Am J Obstet Gynecol. 2013 Sep;209(3):269.e1-7. doi: 10.1016/j.ajog.2013.05.027. Epub 2013 Jun 6.
The purpose of the study was to evaluate whether 17-alpha-hydroxyprogesterone caproate (17-OHPC) exposure is associated with the rate of cervical shortening.
Women with a history of spontaneous preterm delivery (PTD) at <37 weeks' gestation who had serial cervical length measurements (2009-2012) were identified. 17-OHPC administration and outcome data were collected.

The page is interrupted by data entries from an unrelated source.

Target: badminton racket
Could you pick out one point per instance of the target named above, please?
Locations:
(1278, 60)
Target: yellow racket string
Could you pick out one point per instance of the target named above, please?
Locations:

We excluded patients with multiple gestations, indicated PTDs, major fetal anomalies, cerclage, and vaginal progesterone use. The rate of cervical shortening was modeled in relation to 17-OHPC status with the use of methods for longitudinal data analysis.
Two hundred thirty-seven patients with 1171 cervical length measurements were included, of whom 184 patients (77.6%) were exposed to 17-OHPC. Gestational age, number of previous PTDs, gestational age at initiation, and interval between cervical length examinations were similar between the 2 groups, although women who were not exposed to 17-OHPC were more likely to have delivered multiples in their previous PTD (24.5% vs 4.4%; P < .01). In the entire cohort, the rate of cervical shortening was identical, regardless of 17-OHPC exposure (0.85 mm per week). Among term deliveries, the rates of cervical shortening per week, on average, were 0.9 and 0.8 mm per week among women with and without 17-OHPC, respectively (P = .76). Among preterm deliveries, the corresponding rates were 0.8 and 1.2 mm, respectively, among women with and without 17-OHPC (P = .67).
Cervical shortening among women with previous preterm delivery occurs at a similar rate, regardless of exposure to 17-OHPC.
本研究旨在评估 17-α-羟孕酮己酸酯(17-OHPC)暴露是否与宫颈缩短率有关。
本研究纳入了 2009 年至 2012 年间有自发性早产(PTD)史且接受过多次宫颈长度测量的患者。收集了 17-OHPC 给药和结局数据。我们排除了多胎妊娠、有指征的 PTD、胎儿严重畸形、宫颈环扎术和阴道使用孕激素的患者。采用纵向数据分析方法,研究了 17-OHPC 状态与宫颈缩短率的关系。
共纳入 237 例患者的 1171 次宫颈长度测量值,其中 184 例(77.6%)患者接受了 17-OHPC 治疗。两组患者的妊娠年龄、既往 PTD 次数、开始治疗时的妊娠周数和宫颈长度检查间隔相似,但未接受 17-OHPC 治疗的患者既往 PTD 中多胎妊娠的发生率更高(24.5% vs 4.4%;P <.01)。在整个队列中,无论是否接受 17-OHPC 治疗,宫颈缩短率均相同(每周 0.85mm)。在足月分娩中,每周宫颈缩短率平均分别为接受和未接受 17-OHPC 治疗的患者为 0.9 和 0.8mm/周(P =.76)。在早产分娩中,接受和未接受 17-OHPC 治疗的患者分别为 0.8 和 1.2mm/周(P =.67)。
既往有早产史的女性,无论是否暴露于 17-OHPC,其宫颈缩短率相似。